On September 2, 1789, during its early session, Congress passed an act establishing the Department of the Treasury as one of the nation’s first executive departments. The legislation laid out a clear organizational structure: a Secretary of the Treasury (as department head), Comptroller, Auditor, Treasurer, Register, and an Assistant to the Secretary, to be appointed by the Secretary.
In the early years of the United States, fiscal stability was paramount. Many of the Treasury’s functions—financing war, managing revenue, and keeping accounts—were already being handled informally even before the Declaration of Independence. However, recognizing the necessity for formal financial governance under the new federal framework, the First Congress acted swiftly.
Shortly thereafter, on September 11, 1789, Alexander Hamilton, a Founding Father with experience as George Washington’s aide-de-camp and instrumental in the Constitution’s ratification, took the oath as the nation’s first Secretary of the Treasury. Hamilton brought an ambitious vision: to create a strong central government with stable finances. He proposed funding through customs duties, advocated the establishment of a national bank, and laid the foundations for the federal assumption of state war debts.
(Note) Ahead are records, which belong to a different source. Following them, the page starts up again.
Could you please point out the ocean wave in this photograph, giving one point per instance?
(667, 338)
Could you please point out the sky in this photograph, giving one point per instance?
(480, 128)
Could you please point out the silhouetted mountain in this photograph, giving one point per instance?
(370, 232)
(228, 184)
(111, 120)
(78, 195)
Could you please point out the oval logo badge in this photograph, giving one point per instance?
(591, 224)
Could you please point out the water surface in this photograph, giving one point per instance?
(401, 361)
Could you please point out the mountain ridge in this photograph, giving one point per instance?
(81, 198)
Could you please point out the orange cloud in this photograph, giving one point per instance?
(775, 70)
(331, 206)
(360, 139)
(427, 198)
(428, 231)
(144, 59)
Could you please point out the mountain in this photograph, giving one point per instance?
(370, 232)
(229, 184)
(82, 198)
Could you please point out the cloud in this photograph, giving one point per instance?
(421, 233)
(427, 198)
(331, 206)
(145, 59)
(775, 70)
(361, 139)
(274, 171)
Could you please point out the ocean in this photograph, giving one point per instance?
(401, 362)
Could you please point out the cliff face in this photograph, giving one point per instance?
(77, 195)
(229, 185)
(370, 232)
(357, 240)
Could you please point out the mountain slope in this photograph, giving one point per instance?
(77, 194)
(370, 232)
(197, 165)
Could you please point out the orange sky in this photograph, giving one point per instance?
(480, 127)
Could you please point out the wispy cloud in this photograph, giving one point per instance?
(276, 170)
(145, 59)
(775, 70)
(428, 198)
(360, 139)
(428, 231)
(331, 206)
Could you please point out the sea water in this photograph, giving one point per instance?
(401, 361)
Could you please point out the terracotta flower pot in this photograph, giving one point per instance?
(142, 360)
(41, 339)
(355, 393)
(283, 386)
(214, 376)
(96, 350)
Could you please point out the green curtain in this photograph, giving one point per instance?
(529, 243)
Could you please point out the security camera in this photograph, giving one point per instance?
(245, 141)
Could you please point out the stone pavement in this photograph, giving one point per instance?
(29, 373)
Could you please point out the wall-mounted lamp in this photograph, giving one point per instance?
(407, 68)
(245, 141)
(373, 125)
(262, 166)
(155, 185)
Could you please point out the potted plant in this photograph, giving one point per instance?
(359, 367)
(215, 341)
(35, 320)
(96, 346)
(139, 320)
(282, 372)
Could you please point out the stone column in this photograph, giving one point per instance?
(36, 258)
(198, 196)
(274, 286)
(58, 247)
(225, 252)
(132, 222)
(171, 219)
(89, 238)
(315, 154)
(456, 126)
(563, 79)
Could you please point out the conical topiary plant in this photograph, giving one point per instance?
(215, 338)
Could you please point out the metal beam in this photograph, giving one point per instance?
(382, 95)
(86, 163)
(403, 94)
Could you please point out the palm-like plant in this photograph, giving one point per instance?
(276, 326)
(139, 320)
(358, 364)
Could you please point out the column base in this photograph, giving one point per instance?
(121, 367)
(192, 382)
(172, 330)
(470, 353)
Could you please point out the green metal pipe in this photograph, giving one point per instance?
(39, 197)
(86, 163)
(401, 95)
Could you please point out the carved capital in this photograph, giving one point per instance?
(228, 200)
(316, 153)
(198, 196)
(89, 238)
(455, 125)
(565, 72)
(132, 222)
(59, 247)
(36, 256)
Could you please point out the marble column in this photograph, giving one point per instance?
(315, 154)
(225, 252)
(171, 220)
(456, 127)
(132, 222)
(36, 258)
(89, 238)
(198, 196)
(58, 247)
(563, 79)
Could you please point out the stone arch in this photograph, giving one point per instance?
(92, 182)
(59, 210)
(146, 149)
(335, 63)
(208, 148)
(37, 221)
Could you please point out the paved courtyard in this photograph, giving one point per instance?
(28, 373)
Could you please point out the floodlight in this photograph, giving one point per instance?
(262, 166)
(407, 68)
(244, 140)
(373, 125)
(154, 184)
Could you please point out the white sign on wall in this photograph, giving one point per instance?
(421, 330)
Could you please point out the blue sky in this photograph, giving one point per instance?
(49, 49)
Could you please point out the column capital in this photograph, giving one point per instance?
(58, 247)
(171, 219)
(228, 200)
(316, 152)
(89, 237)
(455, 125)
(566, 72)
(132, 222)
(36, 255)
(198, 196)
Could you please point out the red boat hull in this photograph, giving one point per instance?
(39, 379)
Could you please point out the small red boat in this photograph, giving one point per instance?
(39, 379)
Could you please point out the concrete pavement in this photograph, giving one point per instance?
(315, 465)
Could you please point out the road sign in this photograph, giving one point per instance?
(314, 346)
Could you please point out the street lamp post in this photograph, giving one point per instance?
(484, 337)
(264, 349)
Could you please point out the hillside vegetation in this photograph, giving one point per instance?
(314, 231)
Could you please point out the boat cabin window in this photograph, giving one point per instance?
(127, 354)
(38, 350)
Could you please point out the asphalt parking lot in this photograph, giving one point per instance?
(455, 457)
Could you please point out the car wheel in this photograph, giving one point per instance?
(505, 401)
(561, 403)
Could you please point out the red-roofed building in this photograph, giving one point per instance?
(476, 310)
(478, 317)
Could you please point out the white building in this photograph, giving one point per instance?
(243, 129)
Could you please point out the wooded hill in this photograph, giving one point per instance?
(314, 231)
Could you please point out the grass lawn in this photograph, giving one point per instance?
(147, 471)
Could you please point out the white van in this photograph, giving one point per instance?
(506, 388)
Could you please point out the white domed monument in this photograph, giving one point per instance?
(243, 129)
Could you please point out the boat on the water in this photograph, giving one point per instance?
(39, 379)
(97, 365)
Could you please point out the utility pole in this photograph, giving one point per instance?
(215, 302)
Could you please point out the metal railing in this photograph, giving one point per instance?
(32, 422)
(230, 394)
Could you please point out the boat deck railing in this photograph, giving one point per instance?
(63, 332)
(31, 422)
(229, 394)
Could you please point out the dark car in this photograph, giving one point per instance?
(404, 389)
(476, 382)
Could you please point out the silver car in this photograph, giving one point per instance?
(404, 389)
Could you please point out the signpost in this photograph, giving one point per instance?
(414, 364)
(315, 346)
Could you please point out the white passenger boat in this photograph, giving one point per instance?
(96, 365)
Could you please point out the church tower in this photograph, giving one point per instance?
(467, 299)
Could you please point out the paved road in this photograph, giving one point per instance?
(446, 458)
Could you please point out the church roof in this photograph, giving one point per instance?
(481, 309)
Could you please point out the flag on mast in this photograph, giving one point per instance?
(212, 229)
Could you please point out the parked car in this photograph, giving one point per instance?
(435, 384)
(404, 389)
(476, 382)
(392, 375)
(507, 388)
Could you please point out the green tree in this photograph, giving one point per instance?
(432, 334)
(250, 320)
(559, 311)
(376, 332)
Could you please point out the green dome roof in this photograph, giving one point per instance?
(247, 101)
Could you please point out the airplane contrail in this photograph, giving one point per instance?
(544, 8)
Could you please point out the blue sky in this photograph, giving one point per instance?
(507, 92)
The new Department’s responsibilities were extensive from the outset. The Secretary was charged with designing plans to improve and manage revenue, drafting estimates of public income and expenditures, overseeing revenue collection, establishing accounting forms and systems, and issuing warrants for funds based on congressional appropriations. At its core, the Department anchored the young republic’s financial system, underpinning everything from fiscal order to building public credit.
Over time, the Treasury’s role broadened significantly—evolving from revenue collection and account-keeping to regulating national banks, printing currency, issuing securities, and shaping economic policy.
Yet, its inception in 1789, driven by Hamilton’s leadership and Congress’s foresight, marked a defining moment: the U.S. firmly committed to structured, centralized financial governance. The Department of the Treasury did more than manage money—it helped cement the foundation of the American republic.